Understanding aiohttp webservices

As of Fall 2024, aiohttp is the most popular web framework on PyPI with over 6 million downloads a day.

The goal of this page is to give a conceptual overview of how it works under the hood: that is, what it is doing when you run it.

1 Couroutines everywhere

Web frameworks try to hide the complexity of having many clients connect concurrently. Some do this with threads, but aiohttp does it with coroutines. Almost all of its code, and almost all code you write to use it, consists of async def coroutine functions.

Recall that coroutine functions in Python do not fully execute when you invoke them; instead they return coroutine objects that can be stated, stopped, and resumed by a scheduling program like that found in asyncio.run.

aiohttp uses a wrapper around asyncio.run called aiohttp.web.run_app. This function never returns: it accepts an Application object and uses it to decide how to respond to any incoming HTTP requests.

2 Parsing and Routing Requests

The main service provided by aiohttp is

  1. Setting up a TCP/IP server (i.e. opening sockets).
  2. Parsing HTTP requests sent to it (like you did in MP 5).
  3. Sending those parsed requests to functions you registered based on their path and method.
  4. sending the results of your functions back to those who sent the requests, formatted as HTTP responses.

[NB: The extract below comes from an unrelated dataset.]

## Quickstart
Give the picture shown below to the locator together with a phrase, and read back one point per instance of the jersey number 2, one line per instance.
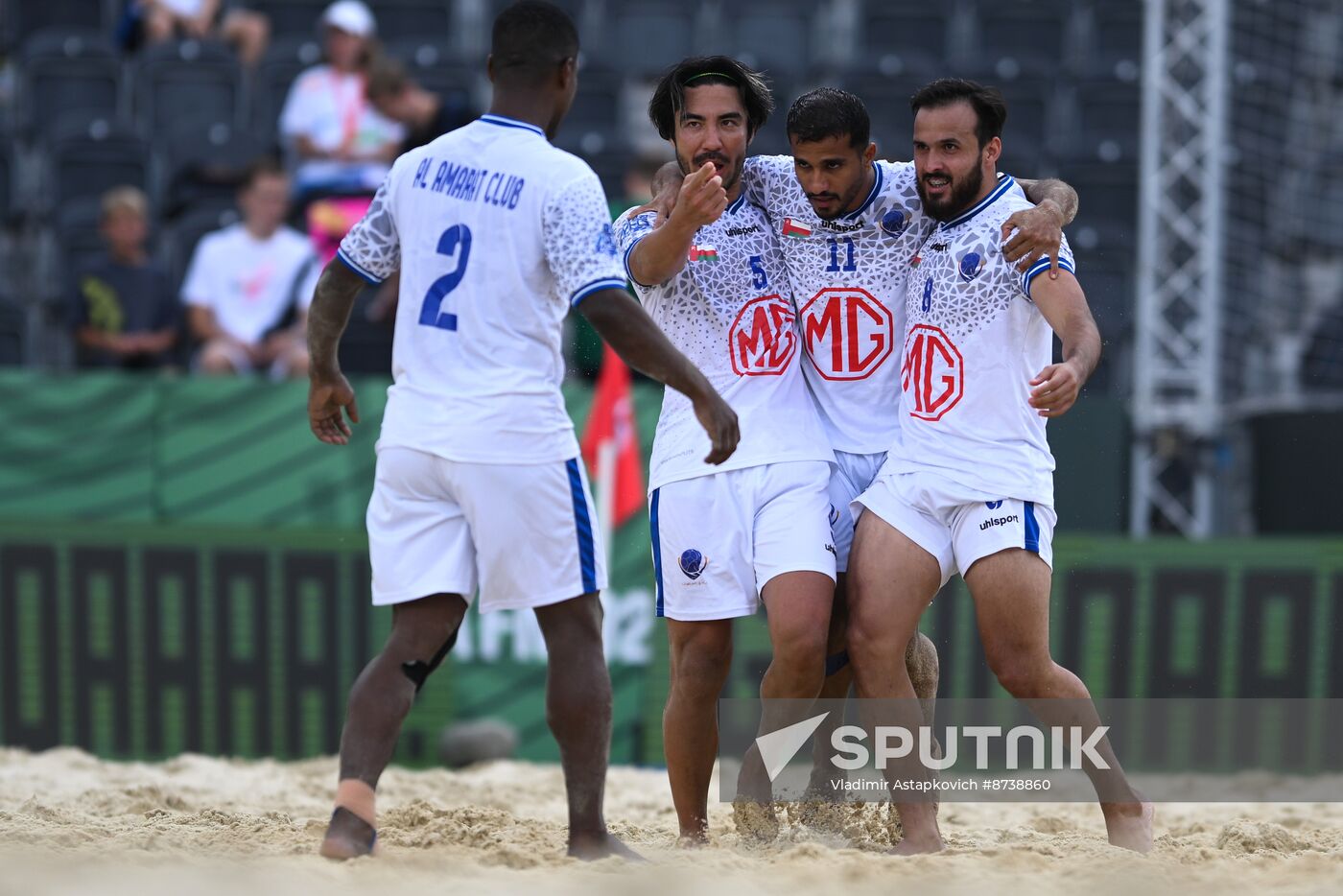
(456, 239)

The third of these steps requires the most intervention because we have to tell it what methods and paths we want to go to which of our functions. There are multiple ways to do that, but a common and effective one is to

  1. Make a routing table, which is effectively a dict with (method, host) pairs as keys and your functions as values.

    from aiohttp import web
    routes = web.RouteTableDef()
  2. Decorate each function you write with the method and path you want to send to it

    @routes.get("/some/path")
    async def handle_this_path(req : web.Request) -> web.Response:
        return web.Response(status=500, text='Server is incomplete')

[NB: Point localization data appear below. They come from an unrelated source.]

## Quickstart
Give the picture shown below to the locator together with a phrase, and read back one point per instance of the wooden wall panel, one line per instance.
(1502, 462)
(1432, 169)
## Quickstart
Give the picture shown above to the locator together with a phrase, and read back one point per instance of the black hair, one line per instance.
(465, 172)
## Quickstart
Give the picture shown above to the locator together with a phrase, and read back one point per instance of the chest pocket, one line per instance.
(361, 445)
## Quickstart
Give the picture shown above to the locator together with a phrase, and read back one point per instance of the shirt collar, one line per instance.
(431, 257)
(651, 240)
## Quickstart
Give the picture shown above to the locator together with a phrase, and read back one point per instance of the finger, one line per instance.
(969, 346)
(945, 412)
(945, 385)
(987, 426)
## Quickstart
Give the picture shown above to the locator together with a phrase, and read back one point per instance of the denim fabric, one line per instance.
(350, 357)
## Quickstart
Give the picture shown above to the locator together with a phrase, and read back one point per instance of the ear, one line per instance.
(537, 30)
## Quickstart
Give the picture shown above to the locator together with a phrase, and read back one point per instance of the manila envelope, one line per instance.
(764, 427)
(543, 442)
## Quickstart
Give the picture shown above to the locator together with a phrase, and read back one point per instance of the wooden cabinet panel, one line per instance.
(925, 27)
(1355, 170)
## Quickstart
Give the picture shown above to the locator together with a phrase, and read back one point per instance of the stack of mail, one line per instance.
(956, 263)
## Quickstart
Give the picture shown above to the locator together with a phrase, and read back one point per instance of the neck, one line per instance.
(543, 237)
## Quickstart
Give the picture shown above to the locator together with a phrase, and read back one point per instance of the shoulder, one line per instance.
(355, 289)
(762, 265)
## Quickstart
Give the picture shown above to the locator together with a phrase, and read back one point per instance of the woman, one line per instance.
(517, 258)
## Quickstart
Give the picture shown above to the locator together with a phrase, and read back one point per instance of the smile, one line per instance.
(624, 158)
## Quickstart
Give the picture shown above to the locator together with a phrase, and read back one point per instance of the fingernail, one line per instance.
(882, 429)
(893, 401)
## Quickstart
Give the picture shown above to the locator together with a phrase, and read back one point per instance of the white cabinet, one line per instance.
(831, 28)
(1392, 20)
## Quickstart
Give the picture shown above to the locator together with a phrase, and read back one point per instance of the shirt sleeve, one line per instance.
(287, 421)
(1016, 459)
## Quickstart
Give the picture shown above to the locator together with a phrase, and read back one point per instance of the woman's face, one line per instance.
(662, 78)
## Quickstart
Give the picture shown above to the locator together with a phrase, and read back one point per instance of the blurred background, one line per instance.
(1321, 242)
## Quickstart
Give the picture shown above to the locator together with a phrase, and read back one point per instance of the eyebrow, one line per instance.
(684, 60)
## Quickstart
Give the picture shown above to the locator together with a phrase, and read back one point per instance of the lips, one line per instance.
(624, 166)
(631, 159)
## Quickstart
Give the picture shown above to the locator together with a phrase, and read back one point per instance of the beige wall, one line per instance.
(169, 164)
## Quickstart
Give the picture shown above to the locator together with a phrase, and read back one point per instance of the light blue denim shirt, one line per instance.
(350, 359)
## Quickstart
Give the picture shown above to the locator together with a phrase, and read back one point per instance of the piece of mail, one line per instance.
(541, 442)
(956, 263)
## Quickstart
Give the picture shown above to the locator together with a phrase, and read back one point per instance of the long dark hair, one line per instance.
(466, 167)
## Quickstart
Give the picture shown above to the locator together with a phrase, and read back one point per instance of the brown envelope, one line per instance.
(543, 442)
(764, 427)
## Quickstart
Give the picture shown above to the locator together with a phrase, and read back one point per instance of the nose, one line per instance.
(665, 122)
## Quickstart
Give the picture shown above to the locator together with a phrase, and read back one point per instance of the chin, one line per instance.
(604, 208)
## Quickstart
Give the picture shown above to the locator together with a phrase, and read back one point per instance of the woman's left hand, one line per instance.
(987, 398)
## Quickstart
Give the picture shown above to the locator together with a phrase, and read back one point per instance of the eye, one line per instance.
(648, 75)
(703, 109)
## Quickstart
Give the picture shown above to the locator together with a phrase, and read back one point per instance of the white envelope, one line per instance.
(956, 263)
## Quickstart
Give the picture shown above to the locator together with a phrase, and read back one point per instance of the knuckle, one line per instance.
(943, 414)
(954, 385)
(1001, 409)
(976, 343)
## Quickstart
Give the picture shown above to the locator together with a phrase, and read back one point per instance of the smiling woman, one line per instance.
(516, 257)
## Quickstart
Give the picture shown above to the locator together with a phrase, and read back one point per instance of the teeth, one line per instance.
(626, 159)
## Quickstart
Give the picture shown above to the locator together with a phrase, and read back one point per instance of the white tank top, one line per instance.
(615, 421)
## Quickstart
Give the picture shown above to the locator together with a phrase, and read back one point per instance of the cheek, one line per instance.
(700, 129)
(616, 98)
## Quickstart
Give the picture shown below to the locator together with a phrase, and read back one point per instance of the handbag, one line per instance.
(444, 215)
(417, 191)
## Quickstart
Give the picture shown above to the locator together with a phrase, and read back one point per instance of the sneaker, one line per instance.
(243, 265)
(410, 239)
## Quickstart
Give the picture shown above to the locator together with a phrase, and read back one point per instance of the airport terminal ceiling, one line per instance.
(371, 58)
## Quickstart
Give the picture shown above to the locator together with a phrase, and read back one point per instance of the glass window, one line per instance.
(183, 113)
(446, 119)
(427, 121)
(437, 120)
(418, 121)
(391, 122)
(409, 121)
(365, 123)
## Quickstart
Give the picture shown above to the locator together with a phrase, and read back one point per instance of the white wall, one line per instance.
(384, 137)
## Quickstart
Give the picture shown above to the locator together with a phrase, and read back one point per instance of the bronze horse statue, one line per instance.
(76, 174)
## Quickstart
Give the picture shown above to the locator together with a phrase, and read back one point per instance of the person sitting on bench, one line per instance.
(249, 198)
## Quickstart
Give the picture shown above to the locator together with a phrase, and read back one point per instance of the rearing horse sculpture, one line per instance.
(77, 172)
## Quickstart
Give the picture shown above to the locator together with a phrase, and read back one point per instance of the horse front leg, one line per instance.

    This decorator does allow some fancy processing with placeholders in the path and the like, but it’s basic operation is something like

    class RouteTableDef:
        """for illustrative purposed only; do not use"""
        def __init__(self):
            self.routes = {}
        def get(self, path):
            def wrapper(func):
                self.routes[('GET',path)] = func
                return func
            return wrapper

    In other words, get(path) returns a function wrapper which, given a function func, remembers that that func should be called for GET-method request to path and then returns func unchanged.

  3. After defining all functions you want to use, if running as a program (not an import), make an app that uses those routes and start it

    if __name__ == '__main__':
        app = web.Application()
        app.add_routes(routes)
        web.run_app(app) # this function never returns

    run_app opens a server socket, accepts client sockets, parses any messages sent by the client as HTTP Requests, compares the requests to the routes in routes, and if it finds a match calls that function; otherwise it returns a 404 Not Found HTTP response.

    Because it might take arbitrarily long to get an HTTP request and there’s no upper limit to how many may arrive, run_app never returns: it keeps running until you kill the app from the command line with Ctrl+C. Code in the file after run_app won’ be executed.

In essence, these components mean you can focus on writing functions that decide what response to give to each request without worrying about all of the details of sockets and HTTP formatting and so on.